Chissà come suona

Riconoscere una persona familiare dal suono dei suoi passi è un’esperienza comune alla maggior parte di noi. Questa abilità di comprendere quello che ci accade intorno anche solo dai rumori ha avuto un peso importante nella nostra storia evolutiva. Sembra però che uno stesso evento, per esempio una forchetta che cade sul pavimento, possa ‘suonare’ in modo molto diverso da individuo a individuo.

Lo sostiene un gruppo di neuroscienziati dell’Università di Oxford, guidati da Jan Schnupp, che sta studiando come orecchio e cervello interagiscono per creare l’ambiente acustico. Secondo la  ricerca, pubblicata su Bbsrc Business del Biotechnology and Biological Sciences Research Council, la parte del cervello che elabora i suoni, la corteccia uditiva, si adatta al mondo che ci circonda man mano che cresciamo, e risulta per questo diversa in ciascuno di noi. Ciò significa che se potessimo prendere in prestito il sistema orecchio-corteccia auditiva di un’altra persona, tutti i suoni ci sembrerebbero diversi da quelli cui siamo abituati, e avremmo difficoltà anche a localizzarne le fonti. Il nostro cervello dovrebbe imparare nuovamente a identificarli e localizzarli.
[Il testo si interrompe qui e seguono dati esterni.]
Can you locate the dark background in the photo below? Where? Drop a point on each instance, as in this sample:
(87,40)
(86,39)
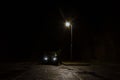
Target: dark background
(30,28)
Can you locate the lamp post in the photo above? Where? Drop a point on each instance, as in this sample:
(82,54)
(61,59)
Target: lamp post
(68,24)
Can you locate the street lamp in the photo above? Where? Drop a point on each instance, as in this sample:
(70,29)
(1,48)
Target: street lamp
(68,24)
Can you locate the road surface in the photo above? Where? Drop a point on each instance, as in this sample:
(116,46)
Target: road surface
(66,72)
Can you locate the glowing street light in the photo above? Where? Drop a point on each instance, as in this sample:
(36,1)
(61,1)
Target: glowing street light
(68,24)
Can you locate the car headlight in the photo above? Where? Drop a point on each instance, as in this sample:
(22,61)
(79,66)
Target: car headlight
(54,59)
(45,58)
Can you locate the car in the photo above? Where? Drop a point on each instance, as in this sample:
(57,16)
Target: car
(50,58)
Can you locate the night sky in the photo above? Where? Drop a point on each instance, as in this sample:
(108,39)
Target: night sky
(37,27)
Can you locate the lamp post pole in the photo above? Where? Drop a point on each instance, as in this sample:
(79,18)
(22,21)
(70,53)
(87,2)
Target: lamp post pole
(71,44)
(69,25)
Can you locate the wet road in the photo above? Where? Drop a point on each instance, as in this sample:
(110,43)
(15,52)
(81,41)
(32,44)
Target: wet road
(25,71)
(51,72)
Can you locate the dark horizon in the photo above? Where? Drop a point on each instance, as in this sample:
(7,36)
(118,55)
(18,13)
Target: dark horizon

I ricercatori hanno scoperto che la reazione della corteccia uditiva a uno stimolo sonoro non è solo determinata dalle proprietà acustiche, ma anche dal modo in cui queste variano. Le frequenze e i toni dei suoni che compongono il nostro ambiente acustico, infatti, cambiano costantemente e lo fanno con una certa regolarità: le variazioni di tono impercettibili e graduali, per esempio, sono statisticamente più frequenti di quelle brusche e improvvise. Sulla base di queste statistiche (assolutamente personali perché dipendenti dall’ambiente in cui ciascun individuo cresce), i neuroni della corteccia uditiva sembrano riuscire ad adattarsi ai tipi di suono attesi (più frequenti).

I ricercatori stanno ora studiando come il cervello riesca a distinguere l’intonazione, il timbro e la posizione della fonte nello spazio: “Se riuscissimo a capire come la corteccia ha sviluppato queste capacità, potremmo anche essere in grado di sviluppare migliori dispositivi di supporto per le persone con disfunzioni uditive” conclude Schnupp. (a.c.)